From the essay, “Seminarians,” by Martin Marty in the most recent Sightings:
We historians are not given the gift of foreseeing, but as for seeing – as in Sightings – I learned long ago to look at trends and signs that don’t fit headlines or on cable. Thus, decades ago, while many chroniclers thought that “death of God” theology was a cosmic challenge, it occurred to some of us that “high-rise apartments and the long weekend” would do more to assault the world of Sunday Schools, church attendance, and the parish as a center of communal life. Today those trends continue, and the higher-rising of apartments and the longer-yet weekend keep playing their part. Forget the current “new atheism,” so readily reported on as an assault. Notice instead patterns of leisure like Sunday marathons and soccer, patterns of work in which 24/7 job demands increase, and now, of course, “the economic crash” that colors all prospects.
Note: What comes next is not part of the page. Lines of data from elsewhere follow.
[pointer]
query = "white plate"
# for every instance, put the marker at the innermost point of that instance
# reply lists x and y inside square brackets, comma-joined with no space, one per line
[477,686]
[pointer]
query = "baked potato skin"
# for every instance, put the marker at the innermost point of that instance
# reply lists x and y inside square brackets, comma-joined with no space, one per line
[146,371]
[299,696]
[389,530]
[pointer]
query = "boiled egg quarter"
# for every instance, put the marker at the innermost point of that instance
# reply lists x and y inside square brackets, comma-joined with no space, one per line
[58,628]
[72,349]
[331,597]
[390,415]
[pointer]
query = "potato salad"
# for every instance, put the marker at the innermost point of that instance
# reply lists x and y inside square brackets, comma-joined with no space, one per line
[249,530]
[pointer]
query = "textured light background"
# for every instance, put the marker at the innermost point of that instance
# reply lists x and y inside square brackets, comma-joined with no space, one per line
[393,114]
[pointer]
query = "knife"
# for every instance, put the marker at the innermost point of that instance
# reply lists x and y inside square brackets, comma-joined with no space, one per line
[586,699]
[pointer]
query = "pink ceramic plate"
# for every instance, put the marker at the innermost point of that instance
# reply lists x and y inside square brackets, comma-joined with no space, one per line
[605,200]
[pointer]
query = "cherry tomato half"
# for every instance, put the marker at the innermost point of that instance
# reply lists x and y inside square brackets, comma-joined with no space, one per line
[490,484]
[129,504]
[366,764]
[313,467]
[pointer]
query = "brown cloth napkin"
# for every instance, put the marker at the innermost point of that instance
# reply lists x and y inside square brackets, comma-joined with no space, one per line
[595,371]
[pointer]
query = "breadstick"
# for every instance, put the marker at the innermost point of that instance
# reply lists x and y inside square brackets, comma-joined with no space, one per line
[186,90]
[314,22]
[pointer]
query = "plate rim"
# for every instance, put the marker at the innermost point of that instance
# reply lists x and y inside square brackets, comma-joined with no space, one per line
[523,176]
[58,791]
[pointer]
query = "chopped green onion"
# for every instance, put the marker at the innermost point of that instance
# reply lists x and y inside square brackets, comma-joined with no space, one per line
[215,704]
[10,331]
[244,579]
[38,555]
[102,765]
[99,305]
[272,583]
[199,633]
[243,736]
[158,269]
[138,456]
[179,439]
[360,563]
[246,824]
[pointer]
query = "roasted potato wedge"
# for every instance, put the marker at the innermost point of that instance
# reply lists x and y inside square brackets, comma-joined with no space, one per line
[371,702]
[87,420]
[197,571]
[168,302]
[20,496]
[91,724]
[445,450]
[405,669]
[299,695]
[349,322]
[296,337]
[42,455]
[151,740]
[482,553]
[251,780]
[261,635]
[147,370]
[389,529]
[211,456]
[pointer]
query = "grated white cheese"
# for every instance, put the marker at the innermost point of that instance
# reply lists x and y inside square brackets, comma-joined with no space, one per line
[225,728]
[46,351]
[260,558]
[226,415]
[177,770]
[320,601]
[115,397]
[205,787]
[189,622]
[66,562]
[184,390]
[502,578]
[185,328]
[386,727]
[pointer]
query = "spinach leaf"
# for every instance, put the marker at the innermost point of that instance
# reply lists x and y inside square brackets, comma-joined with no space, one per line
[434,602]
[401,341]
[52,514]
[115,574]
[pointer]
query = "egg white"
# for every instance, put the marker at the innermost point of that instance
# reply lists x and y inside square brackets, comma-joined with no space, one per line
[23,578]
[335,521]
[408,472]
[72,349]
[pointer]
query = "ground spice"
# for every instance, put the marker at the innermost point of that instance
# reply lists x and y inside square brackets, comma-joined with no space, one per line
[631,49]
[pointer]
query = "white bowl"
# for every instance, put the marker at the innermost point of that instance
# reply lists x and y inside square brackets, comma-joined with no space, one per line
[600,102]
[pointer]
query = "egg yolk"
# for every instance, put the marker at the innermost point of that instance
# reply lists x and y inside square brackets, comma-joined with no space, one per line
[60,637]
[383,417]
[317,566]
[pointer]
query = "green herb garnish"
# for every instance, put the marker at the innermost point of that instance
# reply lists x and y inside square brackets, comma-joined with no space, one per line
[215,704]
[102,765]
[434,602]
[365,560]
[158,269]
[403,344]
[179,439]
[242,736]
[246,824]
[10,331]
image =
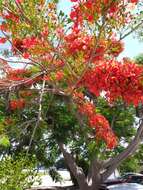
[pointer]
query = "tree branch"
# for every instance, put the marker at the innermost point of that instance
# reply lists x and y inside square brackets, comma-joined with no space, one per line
[113,163]
[77,171]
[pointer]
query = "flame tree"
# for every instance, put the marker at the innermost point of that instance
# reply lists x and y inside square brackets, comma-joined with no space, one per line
[75,58]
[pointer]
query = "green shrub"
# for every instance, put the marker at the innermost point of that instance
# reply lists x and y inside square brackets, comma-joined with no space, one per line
[17,173]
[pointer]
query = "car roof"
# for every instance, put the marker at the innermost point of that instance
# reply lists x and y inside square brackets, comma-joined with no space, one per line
[126,186]
[136,174]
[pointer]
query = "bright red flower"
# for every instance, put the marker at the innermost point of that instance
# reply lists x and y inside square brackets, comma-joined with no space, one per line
[17,104]
[3,40]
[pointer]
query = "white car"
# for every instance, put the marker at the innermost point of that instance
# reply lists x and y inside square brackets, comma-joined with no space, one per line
[126,186]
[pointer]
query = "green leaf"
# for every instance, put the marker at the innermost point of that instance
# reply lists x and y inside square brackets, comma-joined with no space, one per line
[4,141]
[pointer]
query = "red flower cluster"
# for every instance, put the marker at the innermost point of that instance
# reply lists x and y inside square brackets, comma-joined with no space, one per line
[3,40]
[17,74]
[17,104]
[117,80]
[96,121]
[91,10]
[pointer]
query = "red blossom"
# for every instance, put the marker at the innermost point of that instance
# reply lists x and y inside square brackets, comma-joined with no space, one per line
[17,104]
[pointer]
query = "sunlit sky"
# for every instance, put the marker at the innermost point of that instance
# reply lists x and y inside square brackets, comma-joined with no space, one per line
[132,46]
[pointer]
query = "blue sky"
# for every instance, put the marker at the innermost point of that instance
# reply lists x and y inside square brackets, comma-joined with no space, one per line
[132,46]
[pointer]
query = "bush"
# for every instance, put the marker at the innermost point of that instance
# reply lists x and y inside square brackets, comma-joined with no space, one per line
[17,173]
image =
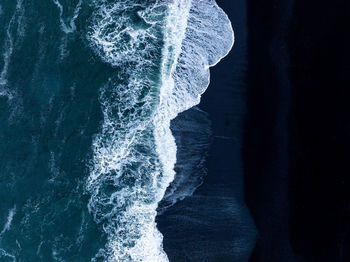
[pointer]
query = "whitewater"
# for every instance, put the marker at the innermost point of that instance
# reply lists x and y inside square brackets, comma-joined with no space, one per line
[161,52]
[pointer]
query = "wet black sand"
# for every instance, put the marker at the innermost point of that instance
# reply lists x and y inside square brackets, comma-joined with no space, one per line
[280,110]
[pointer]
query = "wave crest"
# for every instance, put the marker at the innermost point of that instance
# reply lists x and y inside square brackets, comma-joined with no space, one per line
[161,52]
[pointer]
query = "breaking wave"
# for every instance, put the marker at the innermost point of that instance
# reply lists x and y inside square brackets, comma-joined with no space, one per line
[161,52]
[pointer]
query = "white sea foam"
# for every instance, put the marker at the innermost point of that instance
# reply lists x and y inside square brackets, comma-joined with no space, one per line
[10,216]
[135,152]
[69,27]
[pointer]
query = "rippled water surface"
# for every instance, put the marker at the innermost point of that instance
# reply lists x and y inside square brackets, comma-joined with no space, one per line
[87,93]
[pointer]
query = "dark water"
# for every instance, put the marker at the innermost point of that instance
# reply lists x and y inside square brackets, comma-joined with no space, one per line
[87,93]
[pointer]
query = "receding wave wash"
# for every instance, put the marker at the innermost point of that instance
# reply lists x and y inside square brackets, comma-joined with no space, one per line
[157,54]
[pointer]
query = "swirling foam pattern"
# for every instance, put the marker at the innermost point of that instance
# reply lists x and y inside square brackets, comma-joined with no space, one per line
[161,51]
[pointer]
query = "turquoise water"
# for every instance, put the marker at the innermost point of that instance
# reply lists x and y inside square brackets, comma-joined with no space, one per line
[87,93]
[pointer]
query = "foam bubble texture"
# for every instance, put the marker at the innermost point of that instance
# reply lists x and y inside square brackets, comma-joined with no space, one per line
[161,52]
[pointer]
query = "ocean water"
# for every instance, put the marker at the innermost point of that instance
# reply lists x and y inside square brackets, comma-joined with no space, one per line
[88,90]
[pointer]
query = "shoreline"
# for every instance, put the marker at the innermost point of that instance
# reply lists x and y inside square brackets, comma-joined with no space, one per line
[207,225]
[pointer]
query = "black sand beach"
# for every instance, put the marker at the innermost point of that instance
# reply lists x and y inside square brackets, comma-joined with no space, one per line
[281,141]
[214,224]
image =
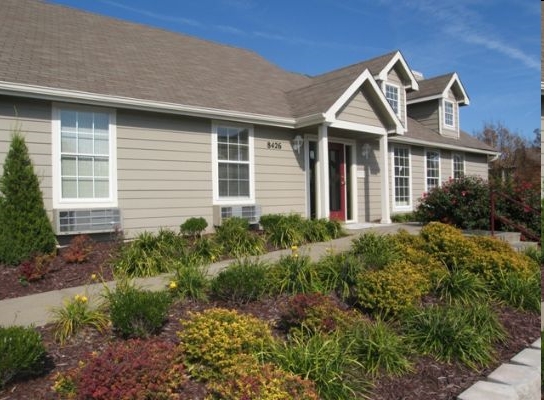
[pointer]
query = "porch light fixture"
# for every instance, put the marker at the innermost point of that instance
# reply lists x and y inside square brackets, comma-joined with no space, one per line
[297,143]
[366,151]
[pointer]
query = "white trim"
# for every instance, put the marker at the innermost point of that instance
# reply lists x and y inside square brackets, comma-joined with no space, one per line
[409,206]
[353,126]
[398,57]
[453,104]
[399,97]
[437,151]
[330,114]
[463,158]
[407,140]
[58,201]
[221,201]
[71,96]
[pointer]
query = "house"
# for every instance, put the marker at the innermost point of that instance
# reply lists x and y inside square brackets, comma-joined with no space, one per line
[142,128]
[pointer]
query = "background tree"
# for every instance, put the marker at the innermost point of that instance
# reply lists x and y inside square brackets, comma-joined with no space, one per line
[519,160]
[25,229]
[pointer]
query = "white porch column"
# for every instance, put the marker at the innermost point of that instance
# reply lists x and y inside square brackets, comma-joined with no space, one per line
[384,168]
[322,167]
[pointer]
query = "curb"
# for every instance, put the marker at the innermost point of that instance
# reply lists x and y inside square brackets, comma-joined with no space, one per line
[517,380]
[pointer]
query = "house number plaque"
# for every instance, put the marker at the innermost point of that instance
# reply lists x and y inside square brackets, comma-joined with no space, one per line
[273,145]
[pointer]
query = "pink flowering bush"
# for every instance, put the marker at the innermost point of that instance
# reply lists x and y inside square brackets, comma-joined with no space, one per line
[462,202]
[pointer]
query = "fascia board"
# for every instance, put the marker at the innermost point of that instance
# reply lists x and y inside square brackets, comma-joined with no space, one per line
[46,93]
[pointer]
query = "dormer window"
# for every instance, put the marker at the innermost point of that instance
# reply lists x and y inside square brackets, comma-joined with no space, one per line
[448,114]
[392,96]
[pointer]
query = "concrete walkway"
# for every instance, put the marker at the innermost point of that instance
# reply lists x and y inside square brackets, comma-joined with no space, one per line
[36,309]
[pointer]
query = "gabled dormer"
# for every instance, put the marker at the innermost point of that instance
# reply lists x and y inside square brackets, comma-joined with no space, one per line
[436,104]
[396,79]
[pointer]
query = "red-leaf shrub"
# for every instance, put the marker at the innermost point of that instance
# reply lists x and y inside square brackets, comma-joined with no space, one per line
[135,369]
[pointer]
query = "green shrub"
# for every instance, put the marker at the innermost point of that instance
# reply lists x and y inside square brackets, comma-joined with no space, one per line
[134,369]
[316,312]
[137,313]
[193,227]
[379,348]
[241,281]
[295,274]
[207,249]
[262,382]
[324,359]
[213,341]
[237,240]
[149,254]
[375,251]
[455,333]
[25,229]
[462,286]
[392,289]
[76,314]
[190,281]
[462,202]
[22,353]
[518,290]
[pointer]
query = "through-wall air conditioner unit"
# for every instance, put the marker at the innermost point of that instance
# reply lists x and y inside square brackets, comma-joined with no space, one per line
[74,222]
[251,212]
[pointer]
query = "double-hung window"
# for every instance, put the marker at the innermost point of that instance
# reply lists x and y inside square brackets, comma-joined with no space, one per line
[458,166]
[233,166]
[401,177]
[449,114]
[432,171]
[392,96]
[84,158]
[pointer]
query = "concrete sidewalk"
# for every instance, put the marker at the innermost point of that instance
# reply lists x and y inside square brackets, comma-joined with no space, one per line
[36,309]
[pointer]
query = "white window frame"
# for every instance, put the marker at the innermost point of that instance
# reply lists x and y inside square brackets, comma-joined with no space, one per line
[58,201]
[396,206]
[462,157]
[398,99]
[452,104]
[218,200]
[427,177]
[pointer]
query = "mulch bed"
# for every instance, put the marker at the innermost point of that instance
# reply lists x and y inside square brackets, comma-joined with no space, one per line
[430,380]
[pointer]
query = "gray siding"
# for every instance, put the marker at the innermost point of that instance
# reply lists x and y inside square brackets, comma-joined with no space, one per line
[426,113]
[359,110]
[476,164]
[369,198]
[33,118]
[280,181]
[163,170]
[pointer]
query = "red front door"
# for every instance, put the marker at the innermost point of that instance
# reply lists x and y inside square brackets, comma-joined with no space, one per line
[337,182]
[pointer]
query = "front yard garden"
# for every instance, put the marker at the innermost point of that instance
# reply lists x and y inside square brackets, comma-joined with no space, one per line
[397,316]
Did Rome not have to collapse for it’s people to acknolwedge the frailties of life. To be reminded what genuine luxuries are and are not. To reverse the perversion that had spread and become accepted through decadence. Here we are. Sometimes the worst is the best. I think the economic route we are on could spur a revival. It’s a shame that right and wrong has become such a grey area for so many people that it has paralized there ability to stand for anything the does not relate to the weaking of there community or country. It’s a shame that our children will be eating our spoiled fruit.